And thus roused, his ideas took another road, and soon led him on to think of Jane; and once directed into this current he lost all recollection of every thing else, and sunk into one of those dreamy visions of love and hope and joy, which come sometimes in the still solitude of night, whether we lie in down-beds, or on the hard rock or grassy earth; with naught above us but the canopy of heaven.

At last Harvey fell asleep, but he did not sleep long, for when his eyes opened again, the fire burnt still brightly, and Harrod lay in so deep and heavy a slumber that he could scarcely have replenished it. Harvey sat up, lit a pipe, and his thoughts turning toward the young Indian, he began to feel extremely uneasy. What he had undertaken he knew to be perilous in the extreme—one of those Indian artifices, which succeed sometimes from their extreme boldness and audacity, but which are attended with an amount of danger and difficulty which make them rarely used, or only in extreme cases like the present, where the feelings of the actor impelled him even to the verge of rashness.

Harvey gazed at the sleeper with pity. He lay still now; his stormy passions, his fearful sorrows, his regrets, his anxieties, his burning desire for vengeance, all at rest; and perhaps—who can say?—some sweet and cheering dream of the dear ones, some soft vision of the night was his, giving to his soul some of that pleasant rest which the body derives from cessation from labor.

“He sleeps—poor fellow; I must not wake him,” said the artist, gently. He always liked that fearless spirit, that warm-hearted though wild hunter. “How hushed and still this place is! Ah, what is that?”

He leaned down carefully in the dark shadow of the rock, clutching his rifle, as a heavy body was clearly heard above, making its way through the bushes. On the opposite side of the gully the bank rose about twenty feet precipitously, and then sloped back—an inclined plane, covered by shrubs and trees. Through these some body of considerable weight had appeared to slide, and then stopped close to the edge of the cliff.

Harvey peered cautiously up—it was bright moonlight now—and raised his rifle, expecting every minute to see the glaring eyeballs of an Indian looking down upon them from that hight. The noise continued, the bushes parted, and the head of a panther, that had scented out, with his keen and horrid instinct, the presence of men, came looming out in the pale moonlight.

“My!” muttered Harvey, and then without a moment’s hesitation, he fired.

A roar, a yell, and then a bound, proclaimed that the savage beast had fallen, or made a spring at them. Harvey instinctively drew back to clutch his knife. The smoke of the gun prevented his seeing any thing at first, and then he beheld—the panther, which, wounded and bewildered for an instant, had missed its aim and fallen into the river, preparing for another spring.

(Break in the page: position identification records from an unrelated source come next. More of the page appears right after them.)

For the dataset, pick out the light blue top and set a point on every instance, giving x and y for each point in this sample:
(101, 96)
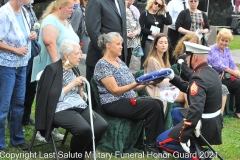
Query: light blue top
(11, 34)
(42, 60)
(122, 75)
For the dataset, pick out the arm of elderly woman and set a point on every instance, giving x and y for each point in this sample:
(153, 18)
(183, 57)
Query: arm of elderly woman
(113, 88)
(77, 82)
(21, 51)
(50, 35)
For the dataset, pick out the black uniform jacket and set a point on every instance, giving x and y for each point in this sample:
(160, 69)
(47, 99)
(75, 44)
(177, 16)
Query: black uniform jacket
(205, 96)
(48, 93)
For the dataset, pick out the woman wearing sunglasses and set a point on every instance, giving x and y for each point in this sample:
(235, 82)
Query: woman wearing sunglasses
(191, 20)
(152, 22)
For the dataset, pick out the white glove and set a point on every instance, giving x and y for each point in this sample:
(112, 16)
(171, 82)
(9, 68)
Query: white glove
(186, 146)
(198, 128)
(170, 76)
(180, 61)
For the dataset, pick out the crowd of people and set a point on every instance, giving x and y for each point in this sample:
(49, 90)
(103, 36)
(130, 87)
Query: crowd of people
(107, 32)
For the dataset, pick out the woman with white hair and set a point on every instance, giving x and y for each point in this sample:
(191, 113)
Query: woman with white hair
(61, 101)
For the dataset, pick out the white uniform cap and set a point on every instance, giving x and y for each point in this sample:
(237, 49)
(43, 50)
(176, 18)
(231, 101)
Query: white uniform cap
(196, 48)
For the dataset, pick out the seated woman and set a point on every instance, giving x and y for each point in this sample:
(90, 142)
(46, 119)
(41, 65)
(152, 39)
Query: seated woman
(61, 101)
(220, 59)
(157, 59)
(117, 86)
(184, 70)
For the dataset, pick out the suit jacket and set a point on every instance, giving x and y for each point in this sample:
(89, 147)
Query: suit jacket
(184, 20)
(48, 93)
(102, 17)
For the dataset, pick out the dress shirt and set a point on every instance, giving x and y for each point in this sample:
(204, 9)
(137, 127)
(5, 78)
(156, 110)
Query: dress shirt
(174, 8)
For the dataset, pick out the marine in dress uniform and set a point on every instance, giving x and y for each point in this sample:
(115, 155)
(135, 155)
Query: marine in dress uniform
(204, 97)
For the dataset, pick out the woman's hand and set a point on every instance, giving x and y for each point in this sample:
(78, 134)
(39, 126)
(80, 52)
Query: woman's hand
(22, 51)
(33, 35)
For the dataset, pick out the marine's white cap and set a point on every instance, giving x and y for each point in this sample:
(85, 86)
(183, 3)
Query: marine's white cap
(196, 48)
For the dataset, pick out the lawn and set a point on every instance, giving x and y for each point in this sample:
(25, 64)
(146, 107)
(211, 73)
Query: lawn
(229, 150)
(235, 43)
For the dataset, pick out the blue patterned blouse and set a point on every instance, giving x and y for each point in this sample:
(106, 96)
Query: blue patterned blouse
(122, 75)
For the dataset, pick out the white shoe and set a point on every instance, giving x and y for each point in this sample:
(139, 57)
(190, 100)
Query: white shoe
(39, 137)
(56, 134)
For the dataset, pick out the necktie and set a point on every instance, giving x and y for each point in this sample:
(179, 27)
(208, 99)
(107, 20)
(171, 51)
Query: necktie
(184, 5)
(117, 5)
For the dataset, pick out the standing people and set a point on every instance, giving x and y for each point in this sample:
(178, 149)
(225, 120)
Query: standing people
(15, 47)
(220, 59)
(152, 22)
(30, 86)
(133, 31)
(174, 8)
(54, 28)
(191, 20)
(204, 93)
(79, 26)
(104, 16)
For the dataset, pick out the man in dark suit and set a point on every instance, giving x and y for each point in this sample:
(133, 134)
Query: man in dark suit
(103, 16)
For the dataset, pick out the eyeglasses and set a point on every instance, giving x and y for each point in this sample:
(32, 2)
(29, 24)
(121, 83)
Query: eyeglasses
(193, 1)
(158, 4)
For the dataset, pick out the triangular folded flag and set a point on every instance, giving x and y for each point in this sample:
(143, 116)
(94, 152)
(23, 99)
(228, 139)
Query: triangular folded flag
(153, 75)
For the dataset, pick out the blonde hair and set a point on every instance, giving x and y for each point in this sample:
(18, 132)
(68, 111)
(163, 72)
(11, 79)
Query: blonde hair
(150, 3)
(224, 34)
(180, 47)
(53, 6)
(153, 52)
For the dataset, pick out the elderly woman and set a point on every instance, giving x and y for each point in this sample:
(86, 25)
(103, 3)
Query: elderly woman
(155, 16)
(54, 29)
(133, 31)
(117, 86)
(192, 19)
(15, 47)
(219, 57)
(61, 101)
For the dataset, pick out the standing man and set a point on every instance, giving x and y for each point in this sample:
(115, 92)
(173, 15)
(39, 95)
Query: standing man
(174, 8)
(104, 16)
(204, 96)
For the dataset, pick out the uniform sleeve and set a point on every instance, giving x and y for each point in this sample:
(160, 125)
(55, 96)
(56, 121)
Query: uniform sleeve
(197, 97)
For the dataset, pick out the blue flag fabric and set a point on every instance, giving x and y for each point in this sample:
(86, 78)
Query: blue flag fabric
(153, 75)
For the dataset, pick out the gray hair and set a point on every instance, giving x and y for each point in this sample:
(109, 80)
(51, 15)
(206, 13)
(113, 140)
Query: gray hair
(107, 38)
(67, 47)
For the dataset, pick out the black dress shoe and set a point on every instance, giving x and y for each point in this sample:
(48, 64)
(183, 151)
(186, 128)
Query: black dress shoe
(236, 116)
(22, 146)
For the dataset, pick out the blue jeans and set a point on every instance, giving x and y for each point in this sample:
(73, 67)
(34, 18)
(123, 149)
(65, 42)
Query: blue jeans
(12, 91)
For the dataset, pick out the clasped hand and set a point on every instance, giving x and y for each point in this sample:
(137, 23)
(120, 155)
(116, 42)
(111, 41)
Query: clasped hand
(79, 81)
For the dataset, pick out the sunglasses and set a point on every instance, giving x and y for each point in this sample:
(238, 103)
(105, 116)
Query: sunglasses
(158, 4)
(193, 1)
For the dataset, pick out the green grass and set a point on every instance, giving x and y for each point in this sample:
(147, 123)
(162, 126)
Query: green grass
(229, 150)
(235, 43)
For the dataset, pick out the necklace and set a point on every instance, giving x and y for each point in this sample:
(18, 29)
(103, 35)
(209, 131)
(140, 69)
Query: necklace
(155, 21)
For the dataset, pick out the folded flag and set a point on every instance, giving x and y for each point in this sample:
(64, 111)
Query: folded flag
(153, 75)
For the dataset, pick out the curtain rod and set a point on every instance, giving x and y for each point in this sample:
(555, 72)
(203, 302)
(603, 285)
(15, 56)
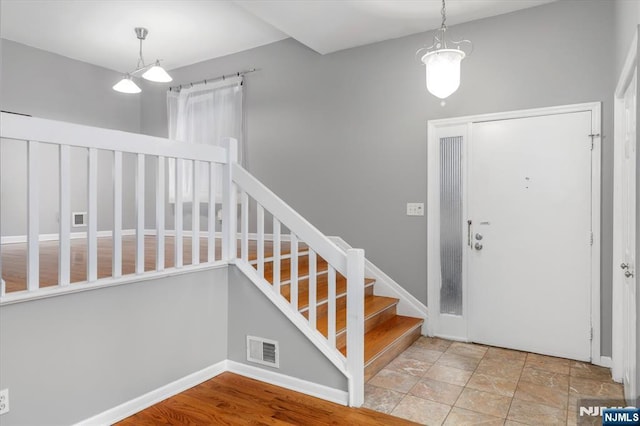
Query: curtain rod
(222, 77)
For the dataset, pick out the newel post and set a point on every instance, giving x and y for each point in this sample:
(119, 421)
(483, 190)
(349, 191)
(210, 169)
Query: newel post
(229, 202)
(355, 325)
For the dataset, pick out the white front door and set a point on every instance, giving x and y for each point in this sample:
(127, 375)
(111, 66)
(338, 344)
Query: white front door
(530, 235)
(628, 265)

The fierce, untamed brute, the only approach to lion or tiger on the American continent, glared wildly at Harvey, and hung out his horrid tongue, just as he prepared for the fatal spring. The artist shuddered, and dropping his gun stood with his back to the wall, his long, keen hunting-knife presented at the beast, the handle resting on his chest. The panther give a low whine, wagged its tail, and advanced its paws onto the edge of the niche.

This moment was fatal, for at the same instant a dark, shiny object swung in the air, and a huge and ponderous American ax came down with irresistible force on the cranium of the beast, which, stunned, its head split open, fell back with a savage cry and was carried away by the rushing stream.